Respect

I ran across a few articles on how women can unintentionally disrespect their husbands.  It’s important to everyone, butmen interpret respect as love, which has broader implications.  The first article was very clearly based on scripture, the second made no reference to scripture or its underlying principles.  Both had lists of actions that demonstrate or communicate disrespect.  This was one list:

– Implying he is not intelligent/capable/competent

– Implying he is not enough for you sexually

– Implying he is not providing enough for you financially

– Implying that you are superior to him morally/spiritually

– Displaying contempt for who he is as a man not accepting him as he is (I am not saying you must respect sin, but that you respect him as a person and as your husband)

– Telling him what to do/bossing him

– Questioning him a lot

– Criticizing his family

– Taking control of the marriage/family and not allowing him to fulfill his God-given leadership position

– Making fun of him, putting him down, insulting him, criticizing him, belittling him, especially to others

– Body language that communicates contempt/hatred/judgment

– Implying that you respect another man more than you respect him

– Implying he is not a good father

– Undermining his authority as a father.

This list is quite exhaustive, I can’t imagine one person doing many of these regularly, but in such a situation it would be evidence of severe contempt.

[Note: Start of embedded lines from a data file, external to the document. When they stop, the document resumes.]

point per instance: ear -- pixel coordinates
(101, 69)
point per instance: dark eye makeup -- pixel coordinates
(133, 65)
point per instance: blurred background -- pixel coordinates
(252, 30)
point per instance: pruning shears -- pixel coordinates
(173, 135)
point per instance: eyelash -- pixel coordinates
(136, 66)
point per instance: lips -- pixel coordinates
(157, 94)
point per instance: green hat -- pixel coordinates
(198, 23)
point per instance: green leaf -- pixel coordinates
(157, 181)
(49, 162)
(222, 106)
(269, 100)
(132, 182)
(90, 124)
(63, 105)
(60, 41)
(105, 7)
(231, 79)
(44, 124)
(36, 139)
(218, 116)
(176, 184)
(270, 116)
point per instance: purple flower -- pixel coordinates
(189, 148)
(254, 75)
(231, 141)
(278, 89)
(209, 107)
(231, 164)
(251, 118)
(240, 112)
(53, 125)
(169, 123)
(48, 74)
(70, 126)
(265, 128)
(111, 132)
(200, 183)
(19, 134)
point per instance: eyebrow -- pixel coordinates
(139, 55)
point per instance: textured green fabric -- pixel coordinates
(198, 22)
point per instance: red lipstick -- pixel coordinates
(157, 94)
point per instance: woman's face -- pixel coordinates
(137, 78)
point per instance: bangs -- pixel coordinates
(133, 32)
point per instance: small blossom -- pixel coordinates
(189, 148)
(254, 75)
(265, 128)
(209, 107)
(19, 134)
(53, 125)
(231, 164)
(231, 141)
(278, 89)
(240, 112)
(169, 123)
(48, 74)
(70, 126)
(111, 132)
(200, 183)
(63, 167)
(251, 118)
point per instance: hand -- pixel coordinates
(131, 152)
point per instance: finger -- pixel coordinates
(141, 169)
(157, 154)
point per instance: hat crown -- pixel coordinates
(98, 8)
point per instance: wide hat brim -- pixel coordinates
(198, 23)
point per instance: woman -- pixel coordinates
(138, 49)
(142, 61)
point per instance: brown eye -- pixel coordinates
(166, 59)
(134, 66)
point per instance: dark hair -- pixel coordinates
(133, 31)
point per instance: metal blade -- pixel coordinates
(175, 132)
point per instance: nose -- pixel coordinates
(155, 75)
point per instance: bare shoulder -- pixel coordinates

One author addressed women who are dismissive.  “Sometimes though, a dismissive woman is more subtle.  She wont tell her partner shes dismissing his need or preference; shell simply ignore it.  Or shell become unavailable physically, sexually, or emotionally.  Why is this ‘bad’?  When a woman unilaterally dismisses her partners need or preference, her husband feels rejected, unloved and unimportant.  He may not say it, but he feels it.  Plain and simple, it hurts.”  This could fall into the unintended category, if one spouse regularly expected to have their preferences always followed.  It reminds me of a once popular saying, “Happy wife, happy life”, which could become a one-way street leading to dismissive attitudes.

This was a conclusion from a non-Christian perspective.

“Keeping a relationship together in todays world requires a man to actually know how to deepen the love, respect and attraction that a woman feels for him over time.  If he cant do that, the relationship will almost always fall apart eventually (or very quickly).”  I considered this a strange approach – the man is responsible for engendering the woman’s respect for him, therefore, it is his fault if she is disrespectful.  This is contrary to scripture, “wives are to respect their husbands.”  It doesn’t include the condition – if they deserve it.  The Bible gives similar instruction to men, to love their wife, without condition.

Another article had a shorter list of actions that are disrespectful:

1. Interrupt him

2. Not including him in decisions

3. Throwing him under the bus in public and/or demeaning him in front of others

4. Halfhearted engagement in conversations

5. Marginalize anything that stresses him out or bothers him

6. Holding a grudge

7. Using sex as a weapon/Ignoring intimacy

8. Expecting him to fulfill you

It is recognized that these acts of disrespect can also be done by men to their wife.  Over a period of time these behaviors do far more than communicate disrespect, they destroy one’s confidence and ability to feel loved.  No one is perfect or always right in every opinion or decision, and a fault-finder will exude disrespect in every situation.  In a worst case scenario effective communication will cease altogether, leaving only contempt toward each other, but at that point it will certainly not be unintentional.  In healthy relationships unintended behaviors can be corrected with love and respect restored.  We can not fix ourselves or others.  We need God to restore, deliver and heal us; fortunately that is exactly what he promises for all who come to him.